Investidores no Brasil (Germano Lüders/EXAME/Exame)
Da Redação
Publicado em 2 de agosto de 2018 às 05h00.
Última atualização em 2 de agosto de 2018 às 14h21.
Os grandes investidores estavam preparados para um ano tumultuado por causa da eleição presidencial, mas os últimos meses foram muito mais difíceis do que a maioria esperava. A recuperação da economia, que era dada como certa em janeiro, foi perdendo força — e as perspectivas de retomada ficaram ainda piores depois da inesperada greve dos caminhoneiros no fim de maio. No exterior, os Estados Unidos continuam insistindo numa guerra comercial. Além disso, o medo de um aumento mais intenso do que o esperado dos juros americanos levou muitos investidores a sacar recursos dos países emergentes.
Tudo isso mais a absoluta indefinição do cenário eleitoral têm feito ações, moedas e títulos de renda fixa oscilar sensivelmente. O Ibovespa, que subiu 10% de janeiro a meados de maio, perdeu quase 20% em seguida e voltou a valorizar em julho. A volatilidade levou muitos gestores a penar para ganhar dinheiro. Um levantamento feito, a pedido de EXAME, pelo Centro de Estudos em Finanças da Fundação Getulio Vargas com os principais fundos do mercado mostra que 62% renderam menos do que o CDI no ano. Fundos de gestoras consagradas, como Adam e Verde, estão nessa lista. Mais: 16% das carteiras analisadas estão no prejuízo.
Dado que parece pouco provável que os altos e baixos diminuam, EXAME perguntou a 20 analistas, gestores e assessores financeiros onde investir agora, faltando pouco mais de dois meses para o primeiro turno das eleições. Todos acham que vale a pena ser mais conservador. “É difícil assumir posições sem ter ideia do que pode ocorrer no próximo ano”, diz Marcelo Giufrida, sócio da gestora Garde (seu principal fundo, o Garde D’Artagnan, que rendeu cerca de 90%, ou 140% do CDI, desde que foi criado, em dezembro de 2013, está praticamente no zero a zero neste ano). “Estamos fazendo aplicações táticas apenas quando surgem boas oportunidades”, afirma Giufrida. Veja a seguir as principais recomendações dadas pelos profissionais entrevistados por -EXAME.
Fundos DI e outras opções conservadoras na renda fixa
Os especialistas recomendam deixar uma parcela maior do patrimônio em fundos DI e outras opções conservadoras na renda fixa, como títulos públicos pós-fixados (Tesouro Selic) e CDBs. Para quem é conservador — ou vai precisar do dinheiro no curto prazo —, a sugestão é aplicar 50% do capital nesses produtos. Quem quiser arriscar poderá investir 15% (veja quadro abaixo). “Num momento como o atual, faz sentido ter mais recursos que possam ser resgatados com rapidez. Para abrir mão de liquidez, a rentabilidade precisa compensar”, diz George Wachsmann, sócio da assessoria financeira GPS.

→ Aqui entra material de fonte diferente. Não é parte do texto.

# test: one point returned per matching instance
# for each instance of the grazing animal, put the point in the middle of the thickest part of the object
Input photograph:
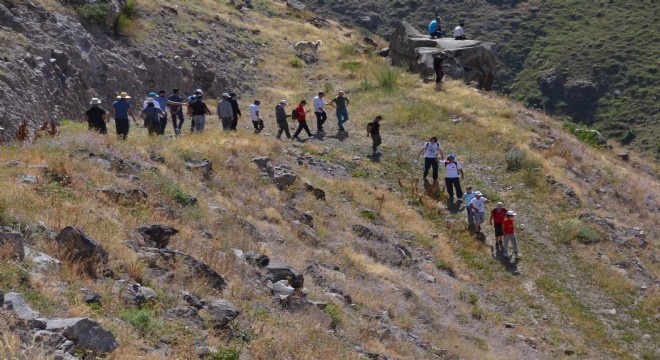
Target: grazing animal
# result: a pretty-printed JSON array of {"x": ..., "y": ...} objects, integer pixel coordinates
[{"x": 303, "y": 46}]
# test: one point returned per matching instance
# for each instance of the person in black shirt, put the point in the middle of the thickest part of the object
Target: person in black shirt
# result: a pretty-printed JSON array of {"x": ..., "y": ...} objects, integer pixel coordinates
[
  {"x": 373, "y": 131},
  {"x": 95, "y": 117}
]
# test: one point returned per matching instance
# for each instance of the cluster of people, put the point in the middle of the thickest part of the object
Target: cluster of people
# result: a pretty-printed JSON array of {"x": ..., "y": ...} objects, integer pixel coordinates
[{"x": 436, "y": 29}]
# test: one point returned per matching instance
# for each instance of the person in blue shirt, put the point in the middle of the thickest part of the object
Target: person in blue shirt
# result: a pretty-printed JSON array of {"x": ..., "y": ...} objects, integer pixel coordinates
[
  {"x": 435, "y": 28},
  {"x": 121, "y": 109}
]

Mas nem todos os recursos precisam ser aplicados em produtos com liquidez diária, ou seja, que possam ser sacados de um dia para o outro. Para conseguir rendimento maior, os analistas indicam papéis que vencem em até seis meses. Segundo a plataforma de investimentos Modalmais, do banco Modal, as Letras de Crédito Agrícola (LCAs) e as Letras de Crédito Imobiliário (LCIs) são boas alternativas. Além de serem isentas de imposto, contam com a proteção do Fundo Garantidor de Créditos para aplicações de até 250 000 reais se o banco que emitiu o papel passar por problemas financeiros. Com 10 000 reais, é possível aplicar numa LCI de um banco de médio porte que vence em quatro meses recebendo um rendimento de 93% do CDI. Para ter um rendimento equivalente com um CDB, é preciso investir numa que renda 118% do CDI, em razão do imposto. “Não esperamos uma deterioração muito grande em seis meses. Dá para esperar esses títulos mais curtos vencerem, e aí decidir onde aplicar de acordo com o novo cenário”, diz Daniel Pettine, responsável por investimentos da gestora Rio Bravo.

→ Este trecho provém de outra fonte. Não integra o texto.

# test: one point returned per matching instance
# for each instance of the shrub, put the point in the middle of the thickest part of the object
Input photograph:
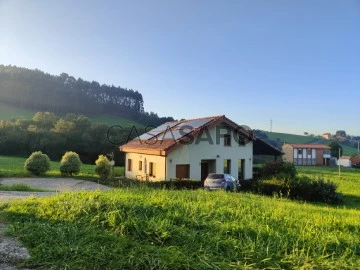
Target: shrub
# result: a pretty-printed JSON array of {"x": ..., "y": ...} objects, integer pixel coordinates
[
  {"x": 279, "y": 170},
  {"x": 38, "y": 163},
  {"x": 303, "y": 188},
  {"x": 70, "y": 163},
  {"x": 103, "y": 167}
]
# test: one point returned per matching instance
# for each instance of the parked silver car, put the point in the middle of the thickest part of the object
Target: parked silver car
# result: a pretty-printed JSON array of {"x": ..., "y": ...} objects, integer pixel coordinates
[{"x": 221, "y": 181}]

Títulos atrelados à inflação
Os entrevistados recomendam investir uma parcela do patrimônio nesses papéis. Os rendimentos são elevados e, além disso, esses títulos protegem o patrimônio caso a inflação volte a subir. “Se o investidor for aplicar por um prazo de até seis anos, as melhores opções estão no mercado privado, como os CDBs”, diz Conrado Navarro, especialista em finanças pessoais da Modalmais. Segundo ele, CDBs de bancos médios que vencem em 2024 oferecem um retorno de 6,8% ao ano, além da inflação (os CDBs contam com a proteção do FGC). Já um título público de mesmo prazo, vendido no Tesouro Direto, rende 5,4%.

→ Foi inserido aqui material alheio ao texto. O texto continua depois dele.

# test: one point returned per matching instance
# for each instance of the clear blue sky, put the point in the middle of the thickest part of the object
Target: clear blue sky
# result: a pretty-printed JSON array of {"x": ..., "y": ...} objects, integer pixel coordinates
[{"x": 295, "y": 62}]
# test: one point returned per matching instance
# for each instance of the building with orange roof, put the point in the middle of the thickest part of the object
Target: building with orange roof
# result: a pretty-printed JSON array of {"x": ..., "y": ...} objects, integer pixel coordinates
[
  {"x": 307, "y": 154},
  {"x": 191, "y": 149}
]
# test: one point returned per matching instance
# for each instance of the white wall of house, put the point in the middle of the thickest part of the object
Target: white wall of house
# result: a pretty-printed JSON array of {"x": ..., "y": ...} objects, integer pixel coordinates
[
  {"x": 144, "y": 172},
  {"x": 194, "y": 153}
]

Para prazos mais longos, porém, os papéis do governo ainda são boas opções. Os rendimentos já foram mais altos. Em meados de junho, pouco depois da greve dos caminhoneiros, os títulos com vencimento em 2035 e 2045 chegaram a oferecer um retorno de cerca de 6% acima da inflação. Mas a rentabilidade atual — de 5,7% — também é considerada vantajosa. Os especialistas sugerem os papéis atrelados à inflação apenas para quem puder manter o dinheiro pelo prazo da aplicação. Nesse caso, o investidor receberá exatamente o retorno combinado no momento da aplicação. Mas, se precisar sacar antes, poderá perder dinheiro em razão da volatilidade desse mercado.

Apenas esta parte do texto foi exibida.